Fed Chair Jerome Powell on Tuesday reiterated that the U.S. central bank would ratchet up interest rates as high as needed, possibly above the neutral level.

Nearly 75% of respondents to an additional question in the poll – 29 of 40 – said the Fed’s rate hike path was more likely to be faster over the coming months than slower.

Inflation, as measured by the Consumer Price Index (CPI), was forecast to average 7.1% this year, and remain above the central bank’s target until 2024 at least.

The New York Fed’s latest global supply chain pressure gauge rose in April after four months of declines, suggesting those price pressures remain very much alive, as did a recent Reuters analysis.

Meanwhile the poll showed a median 40% probability of a U.S. recession over the next two years, with a one-in-four chance of that happening in the coming year. Those probabilities were steady compared with the last survey.

What hasn’t remained steady is sentiment in financial markets. The Standard & Poor’s 500 equities index appears to be on the cusp of a bear market, down close to 20% from its peak near the start of the year.

The U.S. economy, which contracted for the first time since 2020 in the January-March period, was expected to rebound to an annualized growth rate of 2.9% in the second quarter. But forecasts were in a significantly wide range of 1.0%-6.9%.

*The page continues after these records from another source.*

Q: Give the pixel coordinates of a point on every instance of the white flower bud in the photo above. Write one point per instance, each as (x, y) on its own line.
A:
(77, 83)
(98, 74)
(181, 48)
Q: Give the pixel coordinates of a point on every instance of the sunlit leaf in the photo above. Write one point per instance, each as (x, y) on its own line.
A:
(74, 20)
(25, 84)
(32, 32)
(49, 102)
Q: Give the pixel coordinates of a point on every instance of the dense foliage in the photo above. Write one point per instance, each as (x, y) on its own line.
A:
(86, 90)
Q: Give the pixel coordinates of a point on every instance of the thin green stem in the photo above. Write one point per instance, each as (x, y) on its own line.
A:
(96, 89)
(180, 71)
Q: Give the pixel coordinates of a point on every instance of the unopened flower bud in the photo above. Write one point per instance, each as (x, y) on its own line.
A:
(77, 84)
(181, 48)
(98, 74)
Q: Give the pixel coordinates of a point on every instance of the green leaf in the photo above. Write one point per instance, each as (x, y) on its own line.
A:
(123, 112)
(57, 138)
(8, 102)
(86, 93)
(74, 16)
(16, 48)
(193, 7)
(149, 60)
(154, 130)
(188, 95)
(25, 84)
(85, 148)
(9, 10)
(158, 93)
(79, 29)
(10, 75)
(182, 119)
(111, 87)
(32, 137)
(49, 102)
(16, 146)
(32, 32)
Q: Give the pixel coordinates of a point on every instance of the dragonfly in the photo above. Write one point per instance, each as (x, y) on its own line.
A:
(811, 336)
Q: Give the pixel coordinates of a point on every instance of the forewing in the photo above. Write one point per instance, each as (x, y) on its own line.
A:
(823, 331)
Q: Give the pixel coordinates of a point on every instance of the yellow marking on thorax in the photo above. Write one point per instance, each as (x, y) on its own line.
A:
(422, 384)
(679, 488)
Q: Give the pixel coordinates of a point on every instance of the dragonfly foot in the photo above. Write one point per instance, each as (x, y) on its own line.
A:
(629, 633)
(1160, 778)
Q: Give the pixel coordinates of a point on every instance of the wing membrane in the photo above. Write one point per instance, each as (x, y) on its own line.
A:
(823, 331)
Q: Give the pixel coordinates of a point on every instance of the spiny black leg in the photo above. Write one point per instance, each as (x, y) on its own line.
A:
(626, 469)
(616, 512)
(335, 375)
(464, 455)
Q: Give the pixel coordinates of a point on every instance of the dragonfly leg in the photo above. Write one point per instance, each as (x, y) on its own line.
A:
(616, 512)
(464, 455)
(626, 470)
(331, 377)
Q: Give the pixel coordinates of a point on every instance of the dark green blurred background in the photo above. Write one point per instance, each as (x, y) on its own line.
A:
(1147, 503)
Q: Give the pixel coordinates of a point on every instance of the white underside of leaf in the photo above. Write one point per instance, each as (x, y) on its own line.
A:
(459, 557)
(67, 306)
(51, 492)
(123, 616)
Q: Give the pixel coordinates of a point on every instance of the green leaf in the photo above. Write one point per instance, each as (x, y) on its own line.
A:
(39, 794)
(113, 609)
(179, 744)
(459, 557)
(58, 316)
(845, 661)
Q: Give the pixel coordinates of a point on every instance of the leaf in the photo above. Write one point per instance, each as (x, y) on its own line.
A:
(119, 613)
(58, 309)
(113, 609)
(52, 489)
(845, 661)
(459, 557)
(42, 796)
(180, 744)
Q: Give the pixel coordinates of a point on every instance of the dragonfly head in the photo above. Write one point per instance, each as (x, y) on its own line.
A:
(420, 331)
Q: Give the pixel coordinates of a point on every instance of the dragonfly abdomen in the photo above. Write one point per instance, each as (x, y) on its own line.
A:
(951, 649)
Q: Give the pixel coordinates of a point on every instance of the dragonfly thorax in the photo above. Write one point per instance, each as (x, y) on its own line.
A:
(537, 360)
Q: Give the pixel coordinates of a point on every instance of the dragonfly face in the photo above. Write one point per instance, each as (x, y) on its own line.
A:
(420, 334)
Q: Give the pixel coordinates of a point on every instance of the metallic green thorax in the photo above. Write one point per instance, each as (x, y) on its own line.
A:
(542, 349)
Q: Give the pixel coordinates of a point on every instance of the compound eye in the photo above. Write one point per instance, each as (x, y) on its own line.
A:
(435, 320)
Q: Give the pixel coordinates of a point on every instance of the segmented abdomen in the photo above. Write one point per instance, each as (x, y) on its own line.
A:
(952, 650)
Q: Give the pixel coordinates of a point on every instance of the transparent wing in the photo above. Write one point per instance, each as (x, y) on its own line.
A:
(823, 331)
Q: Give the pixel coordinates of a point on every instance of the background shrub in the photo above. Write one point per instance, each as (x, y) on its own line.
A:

GDP growth was predicted to average 2.8% this year before moderating to only 2.1% and 1.9% in 2023 and 2024, respectively, down from the 3.3%, 2.2% and 2.0% predicted last month.

Forecasts for the unemployment rate remained optimistic, averaging 3.5% this year and next, before picking up to 3.7% in 2024.

But more than 80% of respondents to an additional question – 28 of 34 – said that over the coming two years it was more likely that unemployment would be higher than they currently expected than lower.

“The only realistic way to break the wage-price spiral is to push up the unemployment rate. If the Fed does not do this by accident, they will have to do it by design,” said Philip Marey, senior U.S. strategist at Rabobank.

“A recession is the inevitable outcome.”